Here’s what she found:

1.As an athlete, what examples can you give of comments parents or fans have made which hurt or upset you during a game?
•Parents who yell at the refs embarrass their children and the team.

•When fans badger or make smart comments to the refs it affects the student athletes. Fans need to understand what a hard job refs have and not criticize calls they may not understand or be in a position to judge.

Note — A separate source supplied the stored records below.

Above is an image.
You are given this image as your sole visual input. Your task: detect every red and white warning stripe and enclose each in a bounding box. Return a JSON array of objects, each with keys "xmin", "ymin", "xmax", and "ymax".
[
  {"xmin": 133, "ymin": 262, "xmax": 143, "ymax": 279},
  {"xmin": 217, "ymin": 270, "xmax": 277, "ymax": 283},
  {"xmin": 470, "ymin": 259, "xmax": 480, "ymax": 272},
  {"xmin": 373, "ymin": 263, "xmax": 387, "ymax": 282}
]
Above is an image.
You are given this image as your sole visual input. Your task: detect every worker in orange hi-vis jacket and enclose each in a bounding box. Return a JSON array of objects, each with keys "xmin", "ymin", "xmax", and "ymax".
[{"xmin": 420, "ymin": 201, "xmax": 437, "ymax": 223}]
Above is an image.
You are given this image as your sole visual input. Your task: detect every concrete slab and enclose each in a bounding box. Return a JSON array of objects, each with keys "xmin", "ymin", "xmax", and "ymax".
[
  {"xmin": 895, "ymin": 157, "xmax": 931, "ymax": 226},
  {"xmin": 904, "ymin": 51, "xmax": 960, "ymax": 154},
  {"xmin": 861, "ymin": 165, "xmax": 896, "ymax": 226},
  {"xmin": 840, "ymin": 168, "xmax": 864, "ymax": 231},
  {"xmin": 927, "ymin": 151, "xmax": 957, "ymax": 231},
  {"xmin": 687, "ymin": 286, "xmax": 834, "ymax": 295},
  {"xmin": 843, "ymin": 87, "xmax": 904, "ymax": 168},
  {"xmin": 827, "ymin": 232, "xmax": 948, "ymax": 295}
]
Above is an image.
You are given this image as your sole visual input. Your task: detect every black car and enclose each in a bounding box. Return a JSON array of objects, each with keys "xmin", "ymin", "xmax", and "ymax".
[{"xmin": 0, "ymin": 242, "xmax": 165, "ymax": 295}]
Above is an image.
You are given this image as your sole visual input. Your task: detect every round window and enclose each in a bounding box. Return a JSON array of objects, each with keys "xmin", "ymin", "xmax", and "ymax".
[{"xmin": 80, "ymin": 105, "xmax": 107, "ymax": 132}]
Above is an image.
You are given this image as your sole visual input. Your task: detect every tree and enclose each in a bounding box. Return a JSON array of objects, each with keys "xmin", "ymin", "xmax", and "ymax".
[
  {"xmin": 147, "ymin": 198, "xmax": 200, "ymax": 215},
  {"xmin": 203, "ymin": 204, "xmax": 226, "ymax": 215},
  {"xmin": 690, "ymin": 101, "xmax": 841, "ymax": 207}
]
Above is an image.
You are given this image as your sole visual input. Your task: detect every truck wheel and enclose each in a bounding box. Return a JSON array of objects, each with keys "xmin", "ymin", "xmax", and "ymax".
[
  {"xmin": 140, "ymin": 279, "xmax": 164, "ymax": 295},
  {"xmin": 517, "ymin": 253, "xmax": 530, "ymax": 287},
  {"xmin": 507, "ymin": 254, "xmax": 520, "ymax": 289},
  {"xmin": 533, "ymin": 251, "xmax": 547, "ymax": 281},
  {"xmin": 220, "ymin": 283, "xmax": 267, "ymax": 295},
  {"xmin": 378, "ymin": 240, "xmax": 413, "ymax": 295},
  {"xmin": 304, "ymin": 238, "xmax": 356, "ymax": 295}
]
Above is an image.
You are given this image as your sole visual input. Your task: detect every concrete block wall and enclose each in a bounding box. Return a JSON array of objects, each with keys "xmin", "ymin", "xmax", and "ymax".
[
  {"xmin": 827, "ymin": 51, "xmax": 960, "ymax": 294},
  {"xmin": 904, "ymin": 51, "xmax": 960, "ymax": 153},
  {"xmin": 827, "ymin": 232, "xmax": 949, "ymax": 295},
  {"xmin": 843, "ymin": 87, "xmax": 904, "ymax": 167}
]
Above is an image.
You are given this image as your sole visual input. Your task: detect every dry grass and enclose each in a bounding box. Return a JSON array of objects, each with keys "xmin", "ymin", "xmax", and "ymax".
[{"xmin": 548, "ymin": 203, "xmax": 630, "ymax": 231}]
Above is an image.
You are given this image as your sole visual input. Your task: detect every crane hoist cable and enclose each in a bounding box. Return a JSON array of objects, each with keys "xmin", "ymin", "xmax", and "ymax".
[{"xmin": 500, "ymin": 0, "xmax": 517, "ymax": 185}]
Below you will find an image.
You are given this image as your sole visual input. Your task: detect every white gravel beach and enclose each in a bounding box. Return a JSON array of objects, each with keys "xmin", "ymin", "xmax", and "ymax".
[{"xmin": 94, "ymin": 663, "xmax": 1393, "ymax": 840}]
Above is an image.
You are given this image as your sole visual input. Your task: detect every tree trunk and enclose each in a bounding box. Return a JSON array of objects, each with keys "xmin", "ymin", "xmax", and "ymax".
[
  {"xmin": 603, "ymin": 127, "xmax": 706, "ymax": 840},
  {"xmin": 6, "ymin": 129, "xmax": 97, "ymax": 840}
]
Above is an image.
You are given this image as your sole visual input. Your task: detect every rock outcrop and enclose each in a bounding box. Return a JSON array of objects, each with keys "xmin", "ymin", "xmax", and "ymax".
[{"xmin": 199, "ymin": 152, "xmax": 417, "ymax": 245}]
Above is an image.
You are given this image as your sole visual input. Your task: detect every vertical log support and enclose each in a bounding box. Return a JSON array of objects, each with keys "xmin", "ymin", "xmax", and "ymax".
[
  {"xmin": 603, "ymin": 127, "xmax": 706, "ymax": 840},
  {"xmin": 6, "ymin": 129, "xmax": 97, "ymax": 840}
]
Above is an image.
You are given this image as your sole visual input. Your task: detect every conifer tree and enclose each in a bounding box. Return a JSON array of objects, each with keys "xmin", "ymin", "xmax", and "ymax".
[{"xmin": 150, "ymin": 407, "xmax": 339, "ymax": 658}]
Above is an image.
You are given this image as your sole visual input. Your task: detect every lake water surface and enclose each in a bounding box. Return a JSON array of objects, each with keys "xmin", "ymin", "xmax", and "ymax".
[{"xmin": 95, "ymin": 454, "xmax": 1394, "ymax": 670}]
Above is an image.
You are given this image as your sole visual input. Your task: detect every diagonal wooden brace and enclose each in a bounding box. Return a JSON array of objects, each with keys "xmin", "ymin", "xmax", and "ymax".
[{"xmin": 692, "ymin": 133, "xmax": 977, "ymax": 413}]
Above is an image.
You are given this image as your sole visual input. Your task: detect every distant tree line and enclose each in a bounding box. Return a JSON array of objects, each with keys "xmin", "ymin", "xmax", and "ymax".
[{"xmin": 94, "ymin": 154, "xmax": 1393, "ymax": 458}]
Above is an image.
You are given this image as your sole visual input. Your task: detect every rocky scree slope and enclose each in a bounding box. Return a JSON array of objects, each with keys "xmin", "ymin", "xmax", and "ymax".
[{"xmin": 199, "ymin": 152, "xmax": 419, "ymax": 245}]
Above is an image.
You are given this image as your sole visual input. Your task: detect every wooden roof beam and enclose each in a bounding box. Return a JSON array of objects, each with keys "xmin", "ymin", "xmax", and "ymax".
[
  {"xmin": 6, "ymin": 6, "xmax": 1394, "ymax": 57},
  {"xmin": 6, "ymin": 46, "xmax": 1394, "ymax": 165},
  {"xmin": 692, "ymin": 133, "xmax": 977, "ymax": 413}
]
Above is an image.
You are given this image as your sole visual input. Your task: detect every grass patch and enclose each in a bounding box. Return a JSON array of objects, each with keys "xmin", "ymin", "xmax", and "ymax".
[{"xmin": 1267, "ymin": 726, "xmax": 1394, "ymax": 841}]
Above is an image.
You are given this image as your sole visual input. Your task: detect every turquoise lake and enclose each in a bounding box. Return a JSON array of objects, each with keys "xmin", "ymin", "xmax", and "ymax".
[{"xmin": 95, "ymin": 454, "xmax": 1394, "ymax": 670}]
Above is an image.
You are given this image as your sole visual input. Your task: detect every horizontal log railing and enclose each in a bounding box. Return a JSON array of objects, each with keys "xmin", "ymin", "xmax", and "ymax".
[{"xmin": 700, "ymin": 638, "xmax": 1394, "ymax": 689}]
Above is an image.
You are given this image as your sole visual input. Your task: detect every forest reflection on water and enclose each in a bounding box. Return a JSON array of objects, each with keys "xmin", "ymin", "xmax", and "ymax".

•Parents of athletes who try to be the coach for their child only hurt their child. Parents need to come to games to offer support only, not advice on how to play.

•Parents who yell criticisms at students or the team when mistakes are made upset individuals and the team. Ex: A softball player felt embarrassed by striking out and was even more humiliated by a parent who yelled comments about her hitting ability and the team’s lack of skill.

•Parents of star athletes sometimes put a lot of pressure on their children to lead their teams and openly criticize them when teams aren’t as successful as the parent thinks they should be.

•A lot of fan problems occur during basketball games when fans criticize the refs and in sports like volleyball, wrestling, softball, and baseball where fans are close to the playing field and can be heard by athletes. Students who run track or cros s country, ski, golf, or play football and soccer don’t hear much from the crowd that can disrupt their concentration. Wrestlers feel that their spectators are very supportive because there aren’t as many problems with fans disputing calls by refs.

•Some athletes have bad attitudes and use trash talk and taunts to try to take the other team out of their game. Football players sometimes react to opponents who display cocky attitudes.

•Opposing team crowds are generally more rude to other teams, but some schools show better sportsmanship than others.

•During tournaments, fans are much more intense and rude to opposing team players and their fans.

•The majority of the most negative fan behavior comes from adults.

2.What one behavior shown by parents or fans during games would you like to see changed?

•Disrespectful, taunting cheers

•Excessive noise, booing, deliberate distractions when basketball players are at the free throw line

•Humiliating chanting when students commit fouls or foul out of basketball games

•Players and parents need to show more respect for officials

•Parents need to know what their position as a spectator means

•Recognition from fans when someone makes a good play, not just a negative reaction when individuals or the team makes mistakes

•Students who aren’t team superstars don’t get much positive recognition from coaches, fans, parents, and their teammates. Coaches and fans need to understand that students who sit the bench work just as hard at practice as the starters, and without t heir contribution, star players would not be as good. Fans and coaches shouldn’t make athletes who sit the bench feels as if they don’t exist or humiliate them by not cheering or supporting them at the same level as the star athletes

3.What positive actions on the part of the fans get you pumped up during a gam?

•Student Spirit Clubs

•Pep Band or Marching Band playing at game

•Positive encouragement from the fans in the form of loud cheering

•Signs, posters made by students or cheerleaders

•Fans dressed in school colors

•Pep assemblies that give equal recognition to all student athletes

•Student athletes should support each other by attending games and matches in all sports. This is especially true for individualized sports like wrestling and all girls’ athletics!

•Spectators include more than just parents of the team members

•Why do cheerleaders only cheer for boys sports? Female athletes should be just as important to their schools as male athletes, yet fight songs, pep assemblies, cheerleaders, etc. relate more to boys’ sports at many schools.